When the crowds parted, I stated my name and shook her hand. We made small talk about the weather and traffic, and then I asked her, “Why aren’t adjuncts invited to this dinner?” She took a sip of wine and said, “Well, it’s for full-time faculty only.” I said, “I see. Did you know that we have 30 full-timers in our department and 37 adjuncts? I guess that makes them the true faculty majority then, huh?”

Against this impressive competition, the prize for dismissal of adjunct working conditions went this week to a provocative article by Catherine Stukel in The Chronicle: “Is That Whining Adjunct Someone We Want Teaching Our Young?”  No, really. Many responses were written, as you’d expect:

It’s a traffic win for the Chronicle, but not necessarily for those who have been drawn into this painful dispute. Given that Stukel has also addressed herself to the hiring of people with mental illness, Katie Guest Pryal’s latest column for Chronicle Vitae is a substantial and evidence-based discussion of the real challenges this raises.

PBS Newshour continued its coverage of higher education staffing with an article by long term adjunct and research scientist Denise Cummins raising the question of whether tenure is the solution or the problem, and looking at the sharply rising pay scales for university Presidents. Denise Cummins illustrates the disproportionate impact of both tenure itself and family related periods of adjuncting on women academics—also the focus of this week’s Adjunct Action conversation with Sarah Kendzior.

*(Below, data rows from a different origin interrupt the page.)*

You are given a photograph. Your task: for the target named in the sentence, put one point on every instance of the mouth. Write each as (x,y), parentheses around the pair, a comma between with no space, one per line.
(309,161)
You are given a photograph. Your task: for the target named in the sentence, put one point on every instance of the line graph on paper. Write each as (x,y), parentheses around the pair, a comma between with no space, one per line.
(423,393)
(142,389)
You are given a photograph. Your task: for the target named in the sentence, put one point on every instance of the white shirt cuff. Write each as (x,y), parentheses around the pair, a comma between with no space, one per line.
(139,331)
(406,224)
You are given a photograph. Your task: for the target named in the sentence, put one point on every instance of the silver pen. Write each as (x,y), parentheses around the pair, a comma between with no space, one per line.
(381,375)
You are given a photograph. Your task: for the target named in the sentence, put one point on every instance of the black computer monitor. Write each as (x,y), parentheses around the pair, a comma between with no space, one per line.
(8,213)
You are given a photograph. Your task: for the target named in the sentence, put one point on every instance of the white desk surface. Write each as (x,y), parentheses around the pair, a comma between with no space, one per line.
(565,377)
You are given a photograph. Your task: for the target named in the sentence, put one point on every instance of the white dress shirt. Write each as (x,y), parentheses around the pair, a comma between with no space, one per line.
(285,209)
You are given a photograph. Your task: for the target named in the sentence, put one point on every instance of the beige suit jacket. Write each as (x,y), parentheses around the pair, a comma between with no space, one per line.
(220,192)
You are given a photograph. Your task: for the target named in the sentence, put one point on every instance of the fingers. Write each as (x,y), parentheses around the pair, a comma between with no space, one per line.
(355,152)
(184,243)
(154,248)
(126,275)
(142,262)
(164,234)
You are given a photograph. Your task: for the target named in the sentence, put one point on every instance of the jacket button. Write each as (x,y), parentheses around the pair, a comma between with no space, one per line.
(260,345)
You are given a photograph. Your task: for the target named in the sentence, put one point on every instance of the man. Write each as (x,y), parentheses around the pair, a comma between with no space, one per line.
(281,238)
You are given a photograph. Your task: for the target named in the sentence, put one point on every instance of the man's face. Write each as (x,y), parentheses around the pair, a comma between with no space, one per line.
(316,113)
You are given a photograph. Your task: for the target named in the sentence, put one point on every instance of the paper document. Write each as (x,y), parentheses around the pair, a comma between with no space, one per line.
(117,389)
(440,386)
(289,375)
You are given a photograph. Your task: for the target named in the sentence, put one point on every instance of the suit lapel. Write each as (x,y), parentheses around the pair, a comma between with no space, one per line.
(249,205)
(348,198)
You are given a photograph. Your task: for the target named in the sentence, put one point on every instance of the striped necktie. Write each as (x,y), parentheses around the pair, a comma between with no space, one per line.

This week’s recommended long read: Shonda Goward and Katie Anderson Howell discuss pay and working conditions, connecting adjunct work to what’s happening across campuses (except, of course, in the President’s office):

The professoriate is not the only aspect of the academy that has become adjunctified. Facilities and food services have long been privatized on many campuses, with the result being lower wages. In addition, lower levels of administration are on their way to adjunctification as well. Plenty of professional positions, such as advising, are now part-time, which means that students have less of an opportunity to meet with one person consistently to help them track their degrees.

If you’re reading this on Sunday you have one last chance to pop in to the NTEU survey on online teaching here, and while you’re at it CASA writer Katie Freund is also looking for input on this topic, for a forthcoming presentation.

Have a good week everyone, and as ever, if there’s something you’d like us to cover and you’d like to write a post for us, we’re at casualcasa at gmail.

@acahacker and @katemfd

About Kate Bowles

Now blogging over at musicfordeckchairs.com

Discussion

One thought on “CASA weekly news 25/14

  1. Thanks for mentioning my response to Catherine Stukel’s dreadful piece about Whining Adjuncts. It’s important for you to resist as much as possible the impending furthercasualisation of the Australian HE system. Try to get permanent faculty on side. Do not alienate them. Management in North America has successfully practiced “Divide and Rule” strategies to promote exploitation of cheap labour by temporary teaching staff. We see money being spent on facilities to attract students and an increasingly bloated administration which is no longer made up of seconded faculty. The missions of teaching and research have been lost in “business double-speak” of mission statements, brand awareness and the like. The Australian system does not have to go this route. Fight for your University system. Good luck.